Universal Design vs. Inclusive Design
When one thinks about altering a product/service for a certain condition or disability, it often causes dread as designers are afraid the impact will be minimal and costly. However, principles of universal design benefit all as it results in a more usable product. While universal design focuses on maximum benefit for all, inclusive design is a way to target a specific user or population. The following sections will break down the distinctions between the two concepts and how each design strategy impacts accessibility.

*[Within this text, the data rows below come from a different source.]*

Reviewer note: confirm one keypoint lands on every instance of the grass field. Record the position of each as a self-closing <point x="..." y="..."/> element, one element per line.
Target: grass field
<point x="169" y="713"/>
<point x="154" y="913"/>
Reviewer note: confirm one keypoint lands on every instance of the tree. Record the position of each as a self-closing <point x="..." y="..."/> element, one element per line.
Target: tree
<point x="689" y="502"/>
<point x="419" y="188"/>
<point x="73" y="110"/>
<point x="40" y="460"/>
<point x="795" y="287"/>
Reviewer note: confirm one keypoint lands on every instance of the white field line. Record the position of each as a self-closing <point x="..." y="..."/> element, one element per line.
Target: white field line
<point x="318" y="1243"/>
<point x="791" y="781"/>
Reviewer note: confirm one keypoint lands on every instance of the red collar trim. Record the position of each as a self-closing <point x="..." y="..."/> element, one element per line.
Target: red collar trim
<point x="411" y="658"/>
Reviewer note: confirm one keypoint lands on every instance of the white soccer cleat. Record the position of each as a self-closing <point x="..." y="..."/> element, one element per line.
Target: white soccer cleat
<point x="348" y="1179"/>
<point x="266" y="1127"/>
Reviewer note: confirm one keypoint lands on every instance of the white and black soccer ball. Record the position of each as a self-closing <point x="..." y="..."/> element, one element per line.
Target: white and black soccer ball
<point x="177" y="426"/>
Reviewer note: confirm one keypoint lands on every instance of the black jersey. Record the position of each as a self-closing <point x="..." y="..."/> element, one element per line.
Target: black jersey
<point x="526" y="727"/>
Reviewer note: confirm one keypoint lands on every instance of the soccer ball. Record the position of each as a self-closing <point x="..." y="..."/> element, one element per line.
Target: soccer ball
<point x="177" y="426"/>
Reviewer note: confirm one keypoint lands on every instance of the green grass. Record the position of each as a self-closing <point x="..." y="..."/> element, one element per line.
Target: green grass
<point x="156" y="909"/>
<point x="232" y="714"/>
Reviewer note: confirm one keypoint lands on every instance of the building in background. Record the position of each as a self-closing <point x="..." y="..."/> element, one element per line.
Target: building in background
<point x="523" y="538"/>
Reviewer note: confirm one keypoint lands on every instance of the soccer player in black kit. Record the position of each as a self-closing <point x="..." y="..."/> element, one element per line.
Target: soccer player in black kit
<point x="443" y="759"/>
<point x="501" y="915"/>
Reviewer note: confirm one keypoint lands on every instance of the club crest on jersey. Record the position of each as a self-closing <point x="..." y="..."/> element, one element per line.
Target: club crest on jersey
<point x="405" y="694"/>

In 1997, Ronald Mace led a team of designers, architects, and engineers to develop the 7 principles of universal design which maximizes the number of individuals that can utilize a product, service, or facility. These principles communicate a standard that can be applied to a variety of situations. The principles are as follows:
Principle 1: Equitable Use
Equitable Use suggests the design of a product should not change the purpose of development. In addition, the design should appeal to and meet the needs of a diverse group of individuals.
Principle 2: Flexibility in Use
Flexibility in Use is based on the ability to meet individual preferences and capabilities. The design should be adaptive to the user and allow accuracy and precision of use.
Principle 3: Simple and Intuitive Use
Simple and Intuitive Use means that a design should be easily understood regardless of the user’s concentration level, knowledge, etc. This principle suggests that a design should accommodate a variety of users by eliminating unnecessary complexity.
Principle 4: Perceptible Information
Perceptible Information means the design uses different displays (pictures, written, or verbal instructions) to communicate information. The directions are easily understood and compatible with users of different sensory levels.
Principle 5: Tolerance for Error
Tolerance for Error implies that the design minimizes accidents and harm. This can be accomplished by warnings, fail-safe features, and discouraging use for unintended purposes.
Principle 6: Low Physical Effort
Low Physical Effort focuses on minimizing physical exertion and fatigue. The product should be able to be operated in a neutral and relaxed body position with minimum effort.
Principle 7: Size and Space for Approach and Use
Size and Space focuses on the adequate use of real estate to manipulate and utilize the product. This can be represented by a variety in grips used, the appropriate height for seated and standing users, and space for devices to maneuver.
Examples of Universal Design
Many things we encounter daily are the product of universal design and accessibility concerns. For example, one of the most well-known universal design products is the curb cut/sidewalk ramp.
Originally developed for those with physical and visual impairments, curb cuts provide accessibility for individuals pushing a stroller, bicyclists, and those rolling a suitcase. In thinking about accessibility, the invention of the curb cut created a benefit to the general population by eliminating the hassle of stepping off the sidewalk. Another example of universal design is texting. In 1964, Robert Weitbrecht, astronomer, licensed ham radio operator, and physicist, developed the Text Telephone (TTY) for deaf individuals to type and send messages over several communication methods. With the development of the internet and cell phones, this process evolved into a tool that is used by almost everyone - texting. It is hard to imagine a society that is not dependent on a process originally developed for the deaf community.
While universal design is focused on a single solution that can maximize usage for the majority of individuals, inclusive design is concerned with user-specific optimization. This means a product is designed for a specific condition, diagnosis, or need. Inclusive design can look like braille or large print menus that are designed for the inclusion of those with visual impairments. Another example of inclusive design is a card holder that allows an individual with fine motor control issues to hold and move cards while playing card games. While these products are specifically geared towards a certain condition, it allows an individual with a disability to engage with others in a social setting. The creation of these devices provides support and security to the users.
In thinking about the design of a product or architectural structure, the inclusion of those with disabilities should be a primary concern. As previously demonstrated, thinking about accessibility and inclusion benefits the vast majority of the population. It is important to understand that a disability can occur at any stage in life and while the design of a product or structure may not affect you now, it can at a later time. Striving to create an inclusive environment can mean the world to someone who has experienced exclusion based on architectural barriers. The simplest changes can have the greatest impact.